Uncultured bacterial majority? Digitally unannotated majority of the minority is worse

Sunday, 17 January 2016

Uncultured bacterial majority? Digitally unannotated majority of the minority is worse

Aquifex, an exiting bacterium, which unexciting BioSample data.
It has been remarked that the majority of bacterial diversity remains uncultured. A fraction of the cultured bacteria are genome-sequenced and a fraction of these have an machine-readable data about them.



The tome of wisdom

For a new bacterial species to be coined, a lot of data and paperwork needs to collected. The process is very old fashioned. The genome does not need to be sequenced, but the melting temperature of the genome does. As Cyanobacteria ("blue-green algae") was never part of the kingdom Monera, but of the kindom Plantae, the rules are so mad that it basically is abandoned taxonomically —and there are Synechococcus ssp. interspersed throughout the phylum. A lot of information is collected in various papers and it gets put in a book, Bergey's Manual of Bacteriology, which can be downloaded illegally or be found by going on a quest to the dusty paper sections of a library, I am told.

Enter the modern world

The data mining for genome mining consists of parsing all sequenced genomes and filtering them out by certain genomic properties, such as the presence of a certain other genes, what the neighbouring genes are (guilt by association) and so forth. The genomes can be clustered based taxonomy with a bit of work.
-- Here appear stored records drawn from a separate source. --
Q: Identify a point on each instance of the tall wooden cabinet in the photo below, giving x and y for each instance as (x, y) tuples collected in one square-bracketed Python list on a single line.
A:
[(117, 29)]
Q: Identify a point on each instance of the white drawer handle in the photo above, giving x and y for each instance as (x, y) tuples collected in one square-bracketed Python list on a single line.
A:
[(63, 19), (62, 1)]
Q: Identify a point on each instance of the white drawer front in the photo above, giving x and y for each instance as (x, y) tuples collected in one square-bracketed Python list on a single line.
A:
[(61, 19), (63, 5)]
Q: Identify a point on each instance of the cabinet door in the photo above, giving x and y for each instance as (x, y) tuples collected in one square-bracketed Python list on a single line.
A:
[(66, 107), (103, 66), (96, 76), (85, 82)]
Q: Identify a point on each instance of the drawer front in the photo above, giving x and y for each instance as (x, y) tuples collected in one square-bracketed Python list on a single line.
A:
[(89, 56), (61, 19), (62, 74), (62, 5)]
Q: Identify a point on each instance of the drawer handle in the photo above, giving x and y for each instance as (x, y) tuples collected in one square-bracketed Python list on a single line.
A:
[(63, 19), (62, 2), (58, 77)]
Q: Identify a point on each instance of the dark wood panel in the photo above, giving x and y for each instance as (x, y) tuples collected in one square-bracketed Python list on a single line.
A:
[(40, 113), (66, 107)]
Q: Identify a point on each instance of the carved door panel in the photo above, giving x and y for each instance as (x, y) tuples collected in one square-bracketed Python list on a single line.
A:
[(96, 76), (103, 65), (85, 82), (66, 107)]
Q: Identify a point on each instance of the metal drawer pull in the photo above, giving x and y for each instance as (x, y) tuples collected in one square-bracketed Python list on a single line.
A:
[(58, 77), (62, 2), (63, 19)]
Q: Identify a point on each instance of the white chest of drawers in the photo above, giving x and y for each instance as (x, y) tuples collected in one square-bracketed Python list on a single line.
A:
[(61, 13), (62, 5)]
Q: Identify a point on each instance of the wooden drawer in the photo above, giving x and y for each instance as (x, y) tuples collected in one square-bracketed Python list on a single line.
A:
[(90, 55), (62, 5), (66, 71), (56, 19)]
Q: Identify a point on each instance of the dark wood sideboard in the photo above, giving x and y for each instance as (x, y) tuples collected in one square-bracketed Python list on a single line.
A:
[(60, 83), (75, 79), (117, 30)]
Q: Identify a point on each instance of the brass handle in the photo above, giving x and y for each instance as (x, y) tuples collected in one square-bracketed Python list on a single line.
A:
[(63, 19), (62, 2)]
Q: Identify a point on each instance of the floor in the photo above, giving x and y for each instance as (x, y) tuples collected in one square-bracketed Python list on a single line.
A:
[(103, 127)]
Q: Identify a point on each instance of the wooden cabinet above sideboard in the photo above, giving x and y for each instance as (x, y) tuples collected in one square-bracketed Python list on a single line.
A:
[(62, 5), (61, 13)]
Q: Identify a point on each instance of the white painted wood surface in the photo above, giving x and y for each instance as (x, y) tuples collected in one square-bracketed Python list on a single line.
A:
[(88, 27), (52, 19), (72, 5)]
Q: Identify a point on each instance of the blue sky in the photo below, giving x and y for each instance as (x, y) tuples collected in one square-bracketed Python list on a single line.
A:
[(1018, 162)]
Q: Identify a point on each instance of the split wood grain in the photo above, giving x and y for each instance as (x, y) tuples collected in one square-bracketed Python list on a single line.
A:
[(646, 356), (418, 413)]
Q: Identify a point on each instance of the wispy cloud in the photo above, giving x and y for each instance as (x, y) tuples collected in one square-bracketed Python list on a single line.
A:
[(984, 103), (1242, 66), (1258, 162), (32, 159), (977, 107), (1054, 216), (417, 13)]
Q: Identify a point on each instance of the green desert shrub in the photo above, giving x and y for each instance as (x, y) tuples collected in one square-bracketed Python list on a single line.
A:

But when it comes to information about the species itself the limited amount of data is shocking. When a genome gets submitted NCBI recommends that some metadata be added, technically called BioSample data, about the environment of the bug, optimal temperature and so forth. However, after collapsing sister strains, only about 0.5% of the bacterial species have information about temperature, relationship to oxygen and lifestyle. As a result a simple question like "Are thermophilic species less likely to have this gene?" ends up getting an answer with a poor statistical backing (if addressed properly). Strangely, there is no other option outside of the BioSample data. I have asked around and all got "me too!" replies. There is no dataset that incorporates the rather useful data from the various descriptions of the species. Pathway hole prediction is an example of the lack of this data. The BioCyc suite of databases, for example, tries to predict what compounds a species makes and it some cases, such as quinone length and type, it is near impossible, because the data on auxotrophies, lifestyle, quinones and lipids and so forth remains inaccessible.

I need it, but I am not going to spend months textmining Bergey's manuals. Therefore it is my hope someone needs it more than me and they would do the hard work and release it. Either that or wait until Google becomes sentient enough to do it. Strangely the latter seems more likely.